Car un jour j'ai cru rencontrer
Sous un soleil éclatant
Un sourire triste
Sur une bouche de pierre
Durcie par le hasard,
Le hasard qui regarde toujours dans le même sens,
Le même sens que le vent,
Le vent qui ne tourne pas souvent ici.
Amicizia
Guidu __________
Rédigé par : Guidu | 03 juin 2005 à 21:06
une phrase de Michaux qui depuis des années trotte dans ma tête, moi amoureuse du désert
"le désert n'ayant pas donné de concurrent au sable, grande est la paix du désert"
Rédigé par : ludecrit | 03 juin 2005 à 23:04
Cette citation de Guidu me gêne, parce qu’elle est entachée, à mon sens, d’une coquille qui entraîne une erreur grave d’interprétation des propos de Michaux. Voire un contresens sur la pensée du poète-peintre. Il faudrait suggérer la correction suivante au webmestre du site du musée d’Art et d’Histoire de Genève, d'où est issue cette citation : « Pour trouver, pour me retrouver, pour trouver mon propre bien que je possédais sans [et non pas dans] le savoir ».
Cette préposition utilisée à mauvais escient a une conséquence fondamentale : « dans le savoir » suggère que Michaux, pour construire son œuvre, s’appuie avant tout sur des présupposés. Présupposés dont, tout au contraire, il tente de se détacher. Afin de pouvoir dépasser les obstacles de la conscience et atteindre ce qui relève de son inconscient (« sans le savoir »).
Pour éclairer ces propos, qui datent de 1959, on peut ajouter ceux-ci, antérieurs de deux ans (1957), et dont André Passeron rend compte dans un article intitulé « Conscience et peinture » in Cahiers de l’Herne, 1966, p. 396 :
« Michaux - dépassant le récit, le poème et enfin la langue parlée - n’a mis aucun préjugé de doctrinaire, aucun talent de simulateur dans la prospection de cette parole intime… Dans un article de 1957, il écrit : "Au lieu d’une vision à l’exclusion des autres, j’eusse voulu dessiner les moments qui bout à bout font la vie, donner à voir la phrase intérieure, la phrase sans mots, corde qui indéfiniment se déroule sinueuse, et dans l’intime accompagne tout ce qui se présente du dehors comme du dedans. Je voulais dessiner la conscience d’exister et l’écoulement du temps."»
« Vitesse et tempo », Quadrum, n° 3, 1957, p. 15.

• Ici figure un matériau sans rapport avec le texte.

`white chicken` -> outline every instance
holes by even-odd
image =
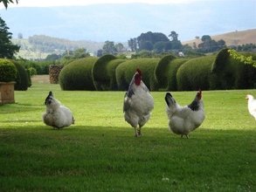
[[[49,92],[45,105],[46,111],[43,113],[42,118],[45,125],[52,126],[54,129],[59,129],[74,124],[74,118],[70,109],[62,106],[59,100],[53,97],[52,92]]]
[[[149,120],[153,108],[153,97],[142,80],[141,70],[137,69],[125,93],[123,102],[124,119],[135,128],[135,137],[142,134],[142,127]]]
[[[247,94],[246,98],[248,100],[248,110],[250,114],[252,114],[256,120],[256,99],[254,99],[253,95]]]
[[[189,134],[197,128],[205,118],[201,90],[188,106],[179,106],[170,93],[166,93],[165,101],[170,130],[189,138]]]

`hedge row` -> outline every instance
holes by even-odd
[[[0,81],[16,81],[14,90],[26,91],[31,86],[29,72],[16,60],[0,58]]]
[[[59,73],[62,90],[126,91],[136,68],[150,91],[256,88],[256,68],[235,60],[224,49],[216,56],[192,59],[118,59],[113,55],[86,58],[66,65]]]
[[[95,91],[92,69],[96,60],[97,58],[85,58],[66,65],[59,76],[61,89]]]

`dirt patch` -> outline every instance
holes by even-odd
[[[31,77],[31,81],[38,83],[50,83],[50,78],[49,75],[34,75]]]

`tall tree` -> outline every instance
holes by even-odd
[[[123,49],[123,45],[119,43],[119,44],[115,45],[114,47],[118,52],[121,52],[121,51]]]
[[[9,27],[0,17],[0,58],[12,58],[20,47],[12,44],[10,41],[12,33],[8,30]]]
[[[13,0],[0,0],[0,3],[1,2],[3,3],[5,9],[7,9],[9,3],[14,3]],[[16,2],[16,3],[17,3],[18,0],[16,0],[15,2]]]
[[[171,37],[172,41],[177,41],[178,34],[176,31],[172,31],[168,37]]]
[[[116,49],[113,41],[105,41],[105,45],[102,47],[103,55],[106,54],[116,54]]]
[[[137,49],[137,38],[130,38],[130,40],[128,40],[128,46],[131,48],[132,51],[135,51]]]

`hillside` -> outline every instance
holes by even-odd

Rédigé par : Angèle Paoli | 04 juin 2005 à 12:09
J'entre à pas feutrés dans votre univers, guidée par un lien ami. J'aime vos mots.

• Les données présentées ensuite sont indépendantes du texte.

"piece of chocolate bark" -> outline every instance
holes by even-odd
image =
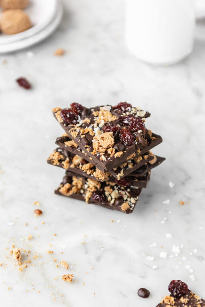
[[[148,139],[148,145],[147,146],[144,147],[141,150],[138,150],[137,152],[132,154],[130,156],[127,157],[126,161],[128,161],[130,160],[131,156],[132,159],[134,159],[144,154],[146,152],[149,151],[152,148],[161,143],[161,138],[160,135],[154,133],[152,133],[152,135],[153,137],[155,138],[154,139],[152,140],[151,142],[150,142],[150,140]],[[75,154],[80,156],[85,160],[92,162],[93,164],[97,166],[101,172],[104,173],[106,172],[106,170],[101,165],[99,164],[98,163],[99,161],[96,161],[89,157],[86,152],[79,147],[73,140],[72,140],[68,136],[66,132],[64,132],[61,136],[57,138],[56,141],[56,144],[66,150],[73,153]],[[116,163],[115,168],[118,167],[122,164],[121,159],[117,157],[116,159],[118,159],[120,162],[118,163]]]
[[[142,189],[100,182],[79,176],[64,176],[55,194],[94,204],[127,214],[132,213]]]
[[[153,161],[153,163],[156,161],[156,156],[152,153],[147,153],[134,159],[129,160],[118,168],[110,170],[109,172],[103,173],[91,162],[61,147],[54,150],[47,159],[49,164],[67,170],[75,171],[81,176],[94,177],[94,179],[101,181],[108,180],[113,177],[120,180],[148,162],[152,164],[151,160]]]
[[[156,307],[205,307],[205,301],[189,290],[180,280],[171,282],[168,289],[171,294],[164,297]]]
[[[65,175],[68,176],[76,176],[76,174],[72,172],[66,171]],[[151,171],[149,171],[145,174],[142,175],[138,175],[136,174],[136,176],[127,176],[124,177],[121,180],[117,181],[115,178],[110,178],[109,181],[110,182],[114,182],[118,184],[119,185],[122,185],[124,186],[126,185],[131,185],[134,187],[138,187],[138,188],[147,187],[148,182],[150,180],[151,175]],[[91,178],[93,179],[93,177],[87,176],[85,178]],[[108,182],[108,181],[107,181]]]
[[[70,108],[52,111],[69,136],[107,171],[135,153],[140,155],[143,148],[152,147],[151,143],[156,146],[162,141],[159,136],[154,142],[156,137],[145,128],[145,118],[150,114],[127,103],[92,108],[74,103]]]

Rédigé par : la fille d'à côté | 04 juin 2005 à 12:27
Vous êtes la bienvenue , "la fille d'à côté". Je crois savoir quel est le lien ami qui vous a conduite jusqu'à moi.
Pour vous, ces mots de Michaux :
"Dès que j'écris, c'est pour commencer à inventer" (Passages). Inventer aussi de nouveaux espaces de passage et de partage...
Rédigé par : Angèle | 04 juin 2005 à 12:48
Très beau texte. L'oeuvre d'Henri Michaux inépuisable, l'écriture et la peinture sont indissociables.
Je ne résiste pas au plaisir de citer un extrait de "Clown"
"Un jour.
Un jour, bientôt peut-être.
Un jour, j'arracherai l'ancre qui tient mon navire loin des mers.
Avec la sorte de courage qu'il faut pour être rien et rien que rien.
Je lâcherai ce qui paraissait m'être indissolublement proche.
Je le trancherai, je le renverserai, je le romprai, je le ferai dégringoler.
D'un coup dégorgeant ma misérable pudeur, mes misérables combinaisons
et enchaînements "de fil en aiguille".
Vidé de l'abcès d'être quelqu'un, je boirai à nouveau l'espace nourricier.
A coups de ridicules, de déchéances, par éclatement, par vide, par une totale dissipation-dérision-purgation, j'expulserai de moi la forme qu'on croyait si bien attachée, composée, coordonnée, assortie à mon entourage et à mes semblables, si dignes, si dignes mes semblables..."
Henri Michaux par René Bertelé, in Poètes d'aujourd'hui, Editions Seghers, Paris, 1957, 1969.
Par ailleurs, dans Henri Michaux, Peinture et poésie, d'Henri-Alexis Baatsch, Editions Hazan, Paris, 1993, je note dans la biographie en l'année 1937, première exposition (galerie Pierre, Paris).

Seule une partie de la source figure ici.